Toplumumuz dejenere olmuşken kadına kutsal anne rolü yazmış ve kadının bu oyunu sahnede sergilemesi istenilmiştir. Sahneye çıkan kadın bu rolünü oynamaya başlamadan nasıl oynayacağı öğretilmiştir. Sahnede yüksek sesle gülmenin, fazla konuşmanın yasak olduğu, fazla açık giyinilmeyeceğini, oynadığı oyunun evin içinde geçeceğini dışarıya çıkıp eve geç saatte gelinmeyeceğini, sınırlarını bileceğini, erkeğin aldatabileceğini ama kendisinin aldatamayacağını, istediğinde her şeyi yapamayacağını, hatta annesinin evine bile gidemeyeceğini der ve sahneye çıkarırlar. Bunlardan bir tanesinin düşüncesinin ihtimali bile sahneden on bir bıçak darbesi alarak inmesine sebep olacaktır.
Şimdi yazımın başlığına dönmek istiyorum. Ebetteki bizi nice zorluklarla nice yokluklarla büyütüp, ancak bizlere bunları hiç hissettirmeyen, varlık sebebimiz, eşi benzeri olmayan tek kadın, kelimelerle anlatılmayacak en büyük aşk, en büyük sevgi, evin temeli, çatısı, direği her şeyi olan annelerimiz.Anneler gününüzü kutluyor ve ellerinizden öpüyorum.Ancak bütün bu acılar yaşanırken evlatlarını kaybetmiş annelerin acısını yüreğimin en derinlerinde hissediyorum. Bu nedenle kendimde anne olduğum halde anneler günümün kutlanmasından utanıyorum.
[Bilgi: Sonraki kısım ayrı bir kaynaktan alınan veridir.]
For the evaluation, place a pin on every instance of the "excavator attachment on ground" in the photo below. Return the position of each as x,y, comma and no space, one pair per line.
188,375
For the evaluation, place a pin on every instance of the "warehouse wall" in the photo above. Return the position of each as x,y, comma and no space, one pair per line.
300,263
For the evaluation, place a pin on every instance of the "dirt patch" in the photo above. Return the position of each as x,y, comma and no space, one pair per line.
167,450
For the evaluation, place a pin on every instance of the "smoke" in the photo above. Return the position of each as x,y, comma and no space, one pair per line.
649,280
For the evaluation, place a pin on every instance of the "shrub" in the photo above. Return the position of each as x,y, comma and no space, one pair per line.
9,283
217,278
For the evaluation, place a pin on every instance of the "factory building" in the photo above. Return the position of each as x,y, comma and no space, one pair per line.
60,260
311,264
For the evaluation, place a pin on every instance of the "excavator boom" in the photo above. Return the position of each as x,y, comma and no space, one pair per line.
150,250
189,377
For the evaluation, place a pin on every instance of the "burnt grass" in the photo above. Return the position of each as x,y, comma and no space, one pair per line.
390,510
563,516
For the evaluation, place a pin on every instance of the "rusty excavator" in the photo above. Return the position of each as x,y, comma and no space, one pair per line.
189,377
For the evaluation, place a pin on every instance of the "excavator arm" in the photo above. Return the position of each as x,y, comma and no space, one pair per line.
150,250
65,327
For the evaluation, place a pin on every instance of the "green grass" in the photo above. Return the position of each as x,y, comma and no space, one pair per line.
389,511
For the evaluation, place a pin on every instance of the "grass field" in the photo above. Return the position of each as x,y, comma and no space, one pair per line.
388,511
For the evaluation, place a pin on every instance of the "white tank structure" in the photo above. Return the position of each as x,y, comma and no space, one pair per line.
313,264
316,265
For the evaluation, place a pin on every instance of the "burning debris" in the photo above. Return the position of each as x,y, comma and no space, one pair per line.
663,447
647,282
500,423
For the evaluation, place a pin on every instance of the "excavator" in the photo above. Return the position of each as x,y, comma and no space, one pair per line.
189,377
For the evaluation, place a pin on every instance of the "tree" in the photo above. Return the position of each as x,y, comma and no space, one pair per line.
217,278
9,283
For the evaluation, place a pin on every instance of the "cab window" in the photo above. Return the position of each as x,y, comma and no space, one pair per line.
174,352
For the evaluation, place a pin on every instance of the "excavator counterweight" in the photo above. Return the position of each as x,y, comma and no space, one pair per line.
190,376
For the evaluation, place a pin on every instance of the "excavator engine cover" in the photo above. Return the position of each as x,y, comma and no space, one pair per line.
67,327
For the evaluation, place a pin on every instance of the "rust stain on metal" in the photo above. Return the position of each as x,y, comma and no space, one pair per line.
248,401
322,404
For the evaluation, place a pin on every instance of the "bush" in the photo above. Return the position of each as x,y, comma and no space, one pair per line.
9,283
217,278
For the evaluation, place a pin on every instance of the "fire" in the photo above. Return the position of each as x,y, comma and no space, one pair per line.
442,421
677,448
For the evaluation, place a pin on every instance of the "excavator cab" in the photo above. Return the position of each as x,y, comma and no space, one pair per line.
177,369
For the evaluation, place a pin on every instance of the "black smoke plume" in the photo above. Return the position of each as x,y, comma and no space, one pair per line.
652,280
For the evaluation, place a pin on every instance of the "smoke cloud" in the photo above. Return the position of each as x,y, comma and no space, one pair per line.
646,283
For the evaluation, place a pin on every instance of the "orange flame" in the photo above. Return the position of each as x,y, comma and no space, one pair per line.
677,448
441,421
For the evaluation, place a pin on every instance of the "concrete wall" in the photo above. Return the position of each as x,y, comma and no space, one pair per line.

Çocuğunu kör bir kurşunla, apansız bir alev topuyla, kirli siyasi oyunlarıyla kaybetmiş, nefsine hakim olamayan adı insan ancak insanlıktan nasibini almamış tecavüzcülerin, istismarcıların pençesinden kurtulamamış yavruların ciğeri yanmış anneleri varken, cinayet sonucu ölen annelerin ardından yetim çocukları boynu bükük bakarken, sokakta her gün rastladığımız kucağında çocuğuyla dilenen anneleri görürken ve bir kuru ekmeği bile paylaşamayacak hale gelmişken sizlere soruyorum kutlanacak olan ve kutlanan HANGİ ANNELER GÜNÜ?
DOĞMAMIŞ ÇOCUĞUMA
Ana rahmindeyken daha, dünyaya bakarsan eğer,
Deme sakın dünyada, hani bu muydu ki meğer
Her şeye rağmen hayat güzel, yaşamaya da değer
Annen korur gözetir seni, herkeslerden çok sever.
Kız olursan adını koyacağım Gülce
Çocukluğunu yaşa oyna, eğlen gönlünce
Cumhuriyet izin vermez, var olduğu müddetçe
Körpe kız evlendirecek sapkınca zihniyete
Erkek olursan eğer, adını koyacağım Başar
Sevgi saygıyı öğren, yürükten iyilik taşar
Bunlarla büyümeyen elbet yapar istismar
Tarih affetmez bunu kara deftere yazar
Korkma sakın dünyadan gel artık gül bebeğim
Öteki deme sakın, barışı bil meleğim
Şiddetten uzak dur, ilmi kuşan göreyim
İşte o zaman şükür kabul olur dileğim.